Icechunk Storage¶
Icechunk is a cloud-native transactional storage format for multidimensional arrays — Git-like versioning meets Zarr v3.
-
Versioned Writes
Every
commit()produces an immutable snapshot with a hash-addressable ID. Roll back to any prior state with a single line. -
ACID Transactions
Multiple writes are atomic — either all succeed or none are persisted. No partial writes, no corrupt chunks, no reader/writer races.
-
Cloud-Native
Local filesystem for development; S3, MinIO, or Cloudflare R2 for production. Zero code change to switch backends.
-
Zarr v3 Chunks
Zstd-compressed chunks, O(1) epoch-range reads, compatible with
xarray.open_zarr()out of the box.
Why Icechunk over plain Zarr?¶
| Feature | Icechunk | Zarr v3 | NetCDF4 | HDF5 |
|---|---|---|---|---|
| Version control | ||||
| Cloud-native | ||||
| Atomic transactions | ||||
| Chunked arrays | ||||
| Deduplication |
Storage Structure¶
stores/
rosalia/
rinex/
.icechunk/ # Repository metadata + snapshots
data/ # SHA-256 addressed chunk files
refs/ # Branch heads
vod/
.icechunk/
data/
refs/
Chunk Strategy¶
The default chunk shape is tuned for daily GNSS time series:
chunk_strategy = {"epoch": 34560, "sid": -1}
| Dimension | Value | Rationale |
|---|---|---|
epoch |
34560 | ≈ 24 h at 2.5 s cadence — aligned to daily processing granularity |
sid |
−1 (unlimited) | All signal IDs in one chunk — VOD computes across all signals simultaneously |
For a typical 72-SID dataset at 1 Hz:
# float32, 24 h × 72 SIDs
bytes_per_chunk = 86400 * 72 * 4 # ≈ 24 MB uncompressed
# Zstd level 5 typically achieves 4–8× for GNSS float data
bytes_compressed ≈ 3–6 MB per chunk
Override per read call — does not affect on-disk layout:
ds = reader.read(
time_range=("2024-01-01", "2024-01-31"),
chunks={"epoch": 3600, "sid": -1}, # 1-hour lazy chunks in memory
)
Configuration¶
# config/processing.yaml
icechunk:
compression_algorithm: zstd
compression_level: 5
inline_threshold: 512
get_concurrency: 1
# Manifest preloading — loads coordinate manifests into memory at session open.

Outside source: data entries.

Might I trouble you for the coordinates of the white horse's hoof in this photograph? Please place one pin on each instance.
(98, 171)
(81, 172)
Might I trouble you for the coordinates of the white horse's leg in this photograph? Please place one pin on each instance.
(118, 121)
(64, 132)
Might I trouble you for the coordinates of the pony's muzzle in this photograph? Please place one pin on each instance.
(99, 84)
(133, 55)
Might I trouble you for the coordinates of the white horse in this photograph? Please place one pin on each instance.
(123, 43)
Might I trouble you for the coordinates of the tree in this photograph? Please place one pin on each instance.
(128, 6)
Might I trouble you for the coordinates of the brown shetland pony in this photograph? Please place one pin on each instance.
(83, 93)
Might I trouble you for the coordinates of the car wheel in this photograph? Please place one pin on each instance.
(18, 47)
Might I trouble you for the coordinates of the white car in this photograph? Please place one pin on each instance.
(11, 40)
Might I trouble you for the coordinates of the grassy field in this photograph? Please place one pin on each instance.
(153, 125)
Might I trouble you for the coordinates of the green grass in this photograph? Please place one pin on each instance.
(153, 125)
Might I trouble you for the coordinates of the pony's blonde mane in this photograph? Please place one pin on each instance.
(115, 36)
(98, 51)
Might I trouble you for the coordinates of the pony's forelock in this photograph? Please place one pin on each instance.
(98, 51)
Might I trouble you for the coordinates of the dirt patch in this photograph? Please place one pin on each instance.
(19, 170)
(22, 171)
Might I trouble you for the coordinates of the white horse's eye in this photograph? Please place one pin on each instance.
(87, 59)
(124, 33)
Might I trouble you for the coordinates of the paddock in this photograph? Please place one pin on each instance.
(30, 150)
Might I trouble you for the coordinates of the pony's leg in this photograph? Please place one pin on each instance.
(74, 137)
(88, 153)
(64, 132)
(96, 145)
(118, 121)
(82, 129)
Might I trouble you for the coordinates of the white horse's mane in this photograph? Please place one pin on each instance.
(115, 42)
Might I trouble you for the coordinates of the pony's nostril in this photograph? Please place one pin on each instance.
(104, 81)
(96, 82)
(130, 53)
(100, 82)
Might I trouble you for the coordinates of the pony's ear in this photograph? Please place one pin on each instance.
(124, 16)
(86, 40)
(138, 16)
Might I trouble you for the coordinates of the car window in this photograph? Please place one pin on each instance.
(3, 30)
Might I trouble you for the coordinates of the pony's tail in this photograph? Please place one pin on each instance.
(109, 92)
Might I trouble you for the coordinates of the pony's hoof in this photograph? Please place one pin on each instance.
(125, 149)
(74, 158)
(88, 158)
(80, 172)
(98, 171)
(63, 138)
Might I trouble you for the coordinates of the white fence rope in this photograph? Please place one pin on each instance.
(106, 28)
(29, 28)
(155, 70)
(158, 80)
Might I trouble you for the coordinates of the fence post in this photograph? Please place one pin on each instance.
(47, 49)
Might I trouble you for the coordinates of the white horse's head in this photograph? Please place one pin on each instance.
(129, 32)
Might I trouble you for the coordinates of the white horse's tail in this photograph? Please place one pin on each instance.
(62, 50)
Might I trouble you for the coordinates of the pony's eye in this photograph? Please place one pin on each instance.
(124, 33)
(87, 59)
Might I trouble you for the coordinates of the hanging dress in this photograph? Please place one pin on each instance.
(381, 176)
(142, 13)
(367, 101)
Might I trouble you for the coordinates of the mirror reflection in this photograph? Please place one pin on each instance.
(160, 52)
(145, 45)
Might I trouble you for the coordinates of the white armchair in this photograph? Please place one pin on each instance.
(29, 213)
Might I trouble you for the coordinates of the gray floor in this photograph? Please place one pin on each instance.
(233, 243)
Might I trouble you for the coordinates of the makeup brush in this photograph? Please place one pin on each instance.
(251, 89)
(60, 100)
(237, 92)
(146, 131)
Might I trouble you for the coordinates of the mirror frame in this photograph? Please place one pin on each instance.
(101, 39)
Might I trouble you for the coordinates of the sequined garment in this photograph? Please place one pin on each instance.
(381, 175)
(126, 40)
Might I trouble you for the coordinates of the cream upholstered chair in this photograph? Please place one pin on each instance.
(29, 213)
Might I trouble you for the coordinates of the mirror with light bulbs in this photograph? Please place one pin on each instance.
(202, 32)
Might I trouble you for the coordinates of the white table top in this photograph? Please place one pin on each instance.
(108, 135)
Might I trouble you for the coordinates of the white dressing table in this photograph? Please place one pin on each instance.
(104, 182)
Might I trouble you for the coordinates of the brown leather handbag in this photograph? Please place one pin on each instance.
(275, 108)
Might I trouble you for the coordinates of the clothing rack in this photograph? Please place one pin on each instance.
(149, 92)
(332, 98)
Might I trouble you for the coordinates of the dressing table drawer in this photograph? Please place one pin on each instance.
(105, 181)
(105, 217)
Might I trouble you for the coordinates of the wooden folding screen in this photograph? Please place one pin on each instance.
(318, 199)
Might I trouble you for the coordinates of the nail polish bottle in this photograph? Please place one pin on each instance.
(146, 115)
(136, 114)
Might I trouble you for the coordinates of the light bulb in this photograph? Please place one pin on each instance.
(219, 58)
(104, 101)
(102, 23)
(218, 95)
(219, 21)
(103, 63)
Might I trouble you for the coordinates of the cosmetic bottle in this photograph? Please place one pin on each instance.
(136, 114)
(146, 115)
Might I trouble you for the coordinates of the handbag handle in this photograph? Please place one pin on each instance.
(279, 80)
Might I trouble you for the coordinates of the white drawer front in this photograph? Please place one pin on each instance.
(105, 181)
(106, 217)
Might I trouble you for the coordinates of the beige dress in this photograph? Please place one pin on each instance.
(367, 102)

# Worth enabling once stores grow beyond a few hundred commits.
# manifest_preload_enabled: false
# manifest_preload_max_refs: 100000000
# manifest_preload_pattern: "epoch|sid"
| Key | Default | Description |
|---|---|---|
compression_algorithm |
zstd |
Icechunk internal compression — zstd, lz4, or gzip |
compression_level |
5 |
Compressor level (1 = fast, 22 = max for zstd) |
inline_threshold |
512 |
Bytes below which chunks are stored inline in the manifest |
get_concurrency |
1 |
Concurrent partial-value reads (increase for S3/GCS) |
manifest_preload_enabled |
false |
Pre-load coordinate manifests into memory at session open |
manifest_preload_max_refs |
100000000 |
Cap on chunk refs preloaded |
manifest_preload_pattern |
"epoch\|sid" |
Regex for arrays to preload |
Usage¶
from canvod.store import MyIcechunkStore
# Open or create (filesystem)
store = MyIcechunkStore("/data/stores/rosalia/rinex")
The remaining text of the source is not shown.